Similarly a mother should make the child become fearful of the father, and the child should be prevented from sleeping during the day as this will lead to laziness in the child. Yet the child should not be prevented from sleeping at night, but he should be prevented from sleeping on a soft bed as this will weaken his limbs.

Also he should become used to a coarse bed, coarse clothing and coarse food.

He should acquire the habit of walking, moving about and taking exercise so that he does not become overcome by laziness.

He should be prevented from boasting in front of his peers due to something which his parents possessions, whether these be anything he eats or wears.

He should become used to humility and honouring those whom he associates.

He should be prevented from accepting anything from other boys.

He should be taught that taking is lowly [and blameworthy] while giving is the upper-hand [and honourable].

He should always be made to judge the love of gold and silver as vulgar thing.

A child should know that spitting in gatherings is improper etiquette as is to clear mucus from one’s throat in public. The child should also know that it is inappropriate to yawn in public, and to place his leg over his other leg in public gatherings. He should also be raised to know that it is inappropriate to speak excessively.

The child should also be cultivated on not speaking except when answering questions, and that he should listen attentively when others are speaking who are older than him. And that the child should stand for those who are above him and sit in front of them out of respect.

The child should be cautioned against immoral speech and foul language, and mingle with those who speak in such ways. This is in order to preserve the child from bad company.

It is good and advisable to let the child play after leaving the school, so that the child can relax after lessons. As is said, ‘Relaxation of the heart encourages remembrance.’

He should be taught to obey his parents and his teachers, and to look upon them with respect and admiration.

When the child reaches seven years of age, he should be instructed to pray and that it is not allowed to abandon ritual ablution. He should also be warned against lying and deception, and then as he approaches adulthood he will come to understand the reasons for these matters.

Know that foods is a means of maintaining health, and that its purpose is to enable man to gain strength for the worship of Allah, and that this world will not endure, and that death must bring its pleasures to an end and it should be awaited for at each hour. The intelligent one is the one who makes provisions for the Afterlife. If his upbringing is righteous therefore this becomes ingrained in his heart like an inscription is ingrained in stone.
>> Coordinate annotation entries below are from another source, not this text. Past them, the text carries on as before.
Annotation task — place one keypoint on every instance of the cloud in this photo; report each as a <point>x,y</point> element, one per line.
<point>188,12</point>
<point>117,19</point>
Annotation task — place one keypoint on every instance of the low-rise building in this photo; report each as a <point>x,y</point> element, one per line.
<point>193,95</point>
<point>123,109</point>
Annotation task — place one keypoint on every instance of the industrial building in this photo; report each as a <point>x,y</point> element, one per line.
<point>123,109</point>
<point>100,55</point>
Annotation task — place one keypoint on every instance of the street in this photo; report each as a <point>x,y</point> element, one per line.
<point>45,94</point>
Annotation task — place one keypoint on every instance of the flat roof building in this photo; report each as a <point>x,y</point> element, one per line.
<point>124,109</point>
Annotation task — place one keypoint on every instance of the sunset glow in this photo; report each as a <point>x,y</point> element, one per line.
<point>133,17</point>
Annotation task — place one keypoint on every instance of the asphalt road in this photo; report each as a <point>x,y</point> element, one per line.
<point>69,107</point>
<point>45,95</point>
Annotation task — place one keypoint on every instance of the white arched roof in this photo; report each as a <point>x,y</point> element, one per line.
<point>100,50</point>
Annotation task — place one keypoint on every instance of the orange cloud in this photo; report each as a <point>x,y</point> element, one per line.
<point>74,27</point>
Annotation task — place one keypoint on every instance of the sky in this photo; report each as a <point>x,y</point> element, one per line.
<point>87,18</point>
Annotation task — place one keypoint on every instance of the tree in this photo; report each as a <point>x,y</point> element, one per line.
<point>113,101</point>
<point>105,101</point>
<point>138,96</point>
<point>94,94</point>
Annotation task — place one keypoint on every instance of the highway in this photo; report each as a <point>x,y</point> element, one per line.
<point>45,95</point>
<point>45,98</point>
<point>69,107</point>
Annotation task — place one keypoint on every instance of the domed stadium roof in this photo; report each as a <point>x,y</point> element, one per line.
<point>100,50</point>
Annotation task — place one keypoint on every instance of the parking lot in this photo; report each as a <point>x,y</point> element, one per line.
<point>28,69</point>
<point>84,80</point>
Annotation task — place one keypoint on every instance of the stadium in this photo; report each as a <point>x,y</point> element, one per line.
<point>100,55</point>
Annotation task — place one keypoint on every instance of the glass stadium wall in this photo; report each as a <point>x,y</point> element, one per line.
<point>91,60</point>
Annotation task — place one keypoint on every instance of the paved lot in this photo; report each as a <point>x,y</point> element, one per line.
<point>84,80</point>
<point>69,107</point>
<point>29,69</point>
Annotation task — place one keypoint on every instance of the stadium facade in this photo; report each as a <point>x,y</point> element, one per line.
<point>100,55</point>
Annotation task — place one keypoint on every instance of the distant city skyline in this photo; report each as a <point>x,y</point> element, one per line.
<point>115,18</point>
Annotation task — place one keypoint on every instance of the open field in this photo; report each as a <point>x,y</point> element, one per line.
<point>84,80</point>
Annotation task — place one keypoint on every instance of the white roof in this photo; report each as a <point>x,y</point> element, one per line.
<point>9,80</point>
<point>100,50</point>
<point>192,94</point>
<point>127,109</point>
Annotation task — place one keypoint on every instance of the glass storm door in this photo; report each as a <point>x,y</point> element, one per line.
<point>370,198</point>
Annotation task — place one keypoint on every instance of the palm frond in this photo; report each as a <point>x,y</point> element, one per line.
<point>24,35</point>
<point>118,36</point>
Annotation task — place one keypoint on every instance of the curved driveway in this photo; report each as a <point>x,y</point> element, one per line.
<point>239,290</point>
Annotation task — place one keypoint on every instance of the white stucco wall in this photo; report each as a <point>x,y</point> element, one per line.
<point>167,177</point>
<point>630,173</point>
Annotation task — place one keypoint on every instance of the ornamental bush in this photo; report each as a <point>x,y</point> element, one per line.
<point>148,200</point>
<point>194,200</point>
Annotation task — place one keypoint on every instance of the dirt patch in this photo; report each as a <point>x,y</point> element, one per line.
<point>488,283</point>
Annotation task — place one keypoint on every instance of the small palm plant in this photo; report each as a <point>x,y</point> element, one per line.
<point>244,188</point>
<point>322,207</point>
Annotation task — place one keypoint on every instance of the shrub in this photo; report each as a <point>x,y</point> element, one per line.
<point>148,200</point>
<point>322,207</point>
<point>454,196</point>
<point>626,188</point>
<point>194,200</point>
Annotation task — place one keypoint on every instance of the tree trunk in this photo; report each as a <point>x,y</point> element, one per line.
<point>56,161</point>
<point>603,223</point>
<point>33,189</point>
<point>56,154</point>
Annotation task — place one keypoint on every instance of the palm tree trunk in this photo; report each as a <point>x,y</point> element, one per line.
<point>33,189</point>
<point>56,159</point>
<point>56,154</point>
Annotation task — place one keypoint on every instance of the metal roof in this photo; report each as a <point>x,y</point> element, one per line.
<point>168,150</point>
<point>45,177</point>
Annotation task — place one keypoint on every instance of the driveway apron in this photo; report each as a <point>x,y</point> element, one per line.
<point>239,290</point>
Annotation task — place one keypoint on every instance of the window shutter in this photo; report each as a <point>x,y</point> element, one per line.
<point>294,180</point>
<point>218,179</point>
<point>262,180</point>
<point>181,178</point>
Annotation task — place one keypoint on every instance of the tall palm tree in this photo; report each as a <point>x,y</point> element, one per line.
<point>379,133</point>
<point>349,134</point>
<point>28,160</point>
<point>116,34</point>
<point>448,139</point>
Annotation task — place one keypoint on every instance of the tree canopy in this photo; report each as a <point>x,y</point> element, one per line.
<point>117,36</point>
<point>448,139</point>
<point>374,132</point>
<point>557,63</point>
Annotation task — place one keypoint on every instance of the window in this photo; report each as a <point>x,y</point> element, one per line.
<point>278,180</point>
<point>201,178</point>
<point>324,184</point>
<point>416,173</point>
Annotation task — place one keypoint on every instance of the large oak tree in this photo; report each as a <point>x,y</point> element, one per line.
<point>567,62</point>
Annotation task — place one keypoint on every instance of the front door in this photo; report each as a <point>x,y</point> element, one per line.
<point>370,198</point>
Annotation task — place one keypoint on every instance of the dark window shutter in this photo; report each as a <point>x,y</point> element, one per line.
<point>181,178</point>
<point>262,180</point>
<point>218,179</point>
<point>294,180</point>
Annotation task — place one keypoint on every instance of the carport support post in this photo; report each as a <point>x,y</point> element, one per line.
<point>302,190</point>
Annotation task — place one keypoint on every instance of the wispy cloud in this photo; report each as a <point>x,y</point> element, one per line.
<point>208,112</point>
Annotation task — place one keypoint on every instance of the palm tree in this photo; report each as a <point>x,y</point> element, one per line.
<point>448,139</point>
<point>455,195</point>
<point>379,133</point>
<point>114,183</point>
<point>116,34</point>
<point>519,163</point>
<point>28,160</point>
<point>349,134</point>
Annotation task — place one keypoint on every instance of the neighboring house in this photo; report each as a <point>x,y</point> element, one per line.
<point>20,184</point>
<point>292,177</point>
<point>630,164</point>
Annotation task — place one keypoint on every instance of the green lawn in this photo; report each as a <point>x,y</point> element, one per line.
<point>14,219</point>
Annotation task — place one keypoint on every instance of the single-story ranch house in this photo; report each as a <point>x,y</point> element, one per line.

Sahl ibn ‘Abdullah said: ‘When I was [only| three years old I used to get up at night and see my maternal uncle Muhammad in Suwār praying.’ One day he said to me: ‘Do you not remember Allah who created you?’ I said: ‘How do I do that?’ He said to me: “Say in your heart, without moving your tongue[1] three things: ‘Allah is with me, Allah is watching me and Allah is looking at me? So I said that until I learned it, then my uncle said to me: “Say it ten times per night.’ So I did so and its sweetness entered within my heart. A year later my uncle said to me: ‘Memorise what I have taught you and keep doing it until you reach your grave. So I did not cease doing it for all of these years and I found its sweetness within myself. Then my uncle said to me: “O Sahl, whoever has Allah with him, watching and looking over him, will he disobey Allah?’ And so I went to school, where I memorised the Quran by the time I was six or seven years of age, then I fasted for a lifetime, ate just barley-bread, and then I prayed through the entire night.’

[Discipline: The Path to Spiritual Growth by Imam Ibn Qudamah Al-Maqdis, p.35-39]

Notes: 

[1] According to the jurists this is not to be defined as “dhikr” as the tongue has to be moved.